As for movies, everybody can be sobbing and weeping — like when Dobby dies in HP7, or Hugh Jackman suffers and sweats and worries as Jean Valjean — and I'm just sitting there, quietly oozing saline-free verklempt-ness.
It's really not that big of a trial, beyond people looking at me like "Where's your emotion? Are you not even human?" I pretty much never have to worry about mascara rivulets all down my face, and I can speak in public without the snot flowing (unless its about something deeply personal. Then I do get the wah-wah vocal tremor, but I recover quickly.) Also, I never have those weepy girl-moments of BFF embracery and huggery and bonding-ery (all technical terms that I did not just make up.) I do bond. I just don't weep about it.
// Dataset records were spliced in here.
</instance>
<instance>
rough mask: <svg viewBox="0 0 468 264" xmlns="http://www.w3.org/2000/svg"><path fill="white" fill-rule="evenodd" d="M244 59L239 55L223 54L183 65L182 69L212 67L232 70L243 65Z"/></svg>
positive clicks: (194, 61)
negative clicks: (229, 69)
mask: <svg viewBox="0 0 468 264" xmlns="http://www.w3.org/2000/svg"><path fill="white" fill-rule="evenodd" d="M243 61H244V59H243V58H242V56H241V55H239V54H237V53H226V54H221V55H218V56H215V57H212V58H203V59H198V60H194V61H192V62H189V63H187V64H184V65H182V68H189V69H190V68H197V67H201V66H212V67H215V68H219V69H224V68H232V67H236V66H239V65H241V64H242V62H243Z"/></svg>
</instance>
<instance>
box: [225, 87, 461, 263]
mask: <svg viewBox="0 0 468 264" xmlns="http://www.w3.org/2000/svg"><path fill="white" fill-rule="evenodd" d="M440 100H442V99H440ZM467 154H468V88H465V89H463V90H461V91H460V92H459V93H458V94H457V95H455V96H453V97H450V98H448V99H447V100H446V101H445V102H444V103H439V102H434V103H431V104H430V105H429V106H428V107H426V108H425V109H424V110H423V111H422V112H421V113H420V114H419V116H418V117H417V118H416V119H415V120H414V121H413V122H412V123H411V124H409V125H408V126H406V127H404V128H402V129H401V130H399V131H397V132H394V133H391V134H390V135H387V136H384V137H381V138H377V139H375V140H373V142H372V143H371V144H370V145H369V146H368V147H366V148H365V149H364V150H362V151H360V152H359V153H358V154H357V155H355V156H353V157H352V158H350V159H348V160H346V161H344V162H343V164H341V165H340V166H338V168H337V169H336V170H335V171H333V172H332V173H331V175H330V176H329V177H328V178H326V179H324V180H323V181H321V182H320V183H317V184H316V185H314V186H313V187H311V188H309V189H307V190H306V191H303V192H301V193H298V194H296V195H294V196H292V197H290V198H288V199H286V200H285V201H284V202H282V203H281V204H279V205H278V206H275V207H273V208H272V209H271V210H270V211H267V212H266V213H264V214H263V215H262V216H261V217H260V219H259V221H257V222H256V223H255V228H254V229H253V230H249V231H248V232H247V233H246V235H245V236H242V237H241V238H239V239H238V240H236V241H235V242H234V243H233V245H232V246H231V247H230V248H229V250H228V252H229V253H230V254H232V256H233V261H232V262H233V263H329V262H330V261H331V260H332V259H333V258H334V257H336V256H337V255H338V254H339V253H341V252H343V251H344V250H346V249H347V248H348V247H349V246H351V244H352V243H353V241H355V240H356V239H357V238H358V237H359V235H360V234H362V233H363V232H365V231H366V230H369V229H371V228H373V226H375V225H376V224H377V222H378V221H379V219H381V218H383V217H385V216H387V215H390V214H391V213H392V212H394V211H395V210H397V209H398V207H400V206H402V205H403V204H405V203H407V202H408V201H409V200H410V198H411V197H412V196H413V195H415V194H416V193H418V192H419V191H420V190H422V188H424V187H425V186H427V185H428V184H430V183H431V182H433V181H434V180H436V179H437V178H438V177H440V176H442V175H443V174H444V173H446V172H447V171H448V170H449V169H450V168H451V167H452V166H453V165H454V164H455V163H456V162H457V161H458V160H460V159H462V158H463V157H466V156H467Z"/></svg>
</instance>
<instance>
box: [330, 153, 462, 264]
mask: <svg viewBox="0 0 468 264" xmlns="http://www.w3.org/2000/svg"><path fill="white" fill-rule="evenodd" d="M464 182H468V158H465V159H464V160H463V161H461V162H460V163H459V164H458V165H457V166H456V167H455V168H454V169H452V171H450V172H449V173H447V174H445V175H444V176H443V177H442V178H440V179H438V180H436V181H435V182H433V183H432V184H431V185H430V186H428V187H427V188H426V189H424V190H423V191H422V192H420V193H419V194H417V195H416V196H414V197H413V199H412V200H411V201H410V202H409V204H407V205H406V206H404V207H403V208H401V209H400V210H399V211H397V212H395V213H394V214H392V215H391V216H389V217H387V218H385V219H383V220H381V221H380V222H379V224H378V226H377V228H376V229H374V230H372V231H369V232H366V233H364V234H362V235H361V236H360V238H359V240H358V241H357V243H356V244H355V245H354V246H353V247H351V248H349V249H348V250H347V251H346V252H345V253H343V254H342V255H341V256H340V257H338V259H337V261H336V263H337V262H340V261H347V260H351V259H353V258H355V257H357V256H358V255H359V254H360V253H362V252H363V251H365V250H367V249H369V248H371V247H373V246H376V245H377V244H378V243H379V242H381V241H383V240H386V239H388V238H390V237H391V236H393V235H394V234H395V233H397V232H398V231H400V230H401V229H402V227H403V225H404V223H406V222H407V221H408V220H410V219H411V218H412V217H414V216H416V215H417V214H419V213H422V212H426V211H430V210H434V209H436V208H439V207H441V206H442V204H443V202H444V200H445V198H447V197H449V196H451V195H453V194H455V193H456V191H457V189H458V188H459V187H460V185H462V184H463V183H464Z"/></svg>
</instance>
But . . . there are moments when it would be helpful to be able to cry.
Like when I get pulled over for going a wee bit too fast. Which I'm not saying I ever do, especially since my kids read this blog. But, you know, you hear stories of women getting pulled over for speeding, and they bring out the whole Weepy-Wanda bag of tricks, and the officer feels so sorry for them that he just issues a warning. Yeah. This has never worked for me.
In fact, this has never worked so well that I have become an annual fixture at the local Police Department Traffic School. It's sort of a summer tradition for me. One that I'd like to break. One I'd like to break by evoking pity in the ticket-distributing officer who pulls me over. (Or by not speeding. But you know, whatever. It's not like I do it on purpose. I'm just so right-brained I can't see the speedometer.) Sadly, I don't have the ability. I simply cannot muster the tears. If I can't cry with Argentina over Evita, how'm I going to cry for Officer Ticketron?
Sigh. It's a problem. But I know all is not lost. I did manage to evoke pity in an officer a little while back and received my first ever warning instead of a ticket. I've got it framed on the wall of my office.
I had just dropped my kid off at the local university and was feeling all sad because she'll be leaving soon for a year and a half and I'm not ready for that. Plus I was sick, and had an elbow injury which prevented me from picking up my stupid registration from the floor of my car where I dropped it when the officer asked for it. And I was in my pajamas and had a nervous youngest kid in the backseat. AND I didn't have any makeup on. I felt emotion. I felt sad and weepy. I tried to prove it. My tear-ducts grunted with the effort. But it was nada, baby. I just sat there looking pitiful in my makeuplessness and unbendableness and pajamaness. In the end, I think the officer gave me a warning just to get me off the streets so I could go take a shower.
Bless him.
I'll never forget his kindness. Truly. I needed it right then. And it must not have had anything to do with tears because I wasn't crying. Maybe it was just my face without makeup. Maybe that's all I really need for people to think I'm an emotionally sensitive person in need of compassion.
Baaahahahahahahaha! So not happening. You'll just have to trust that I feel it all on the inside. And I'll have to try to stop getting pulled over.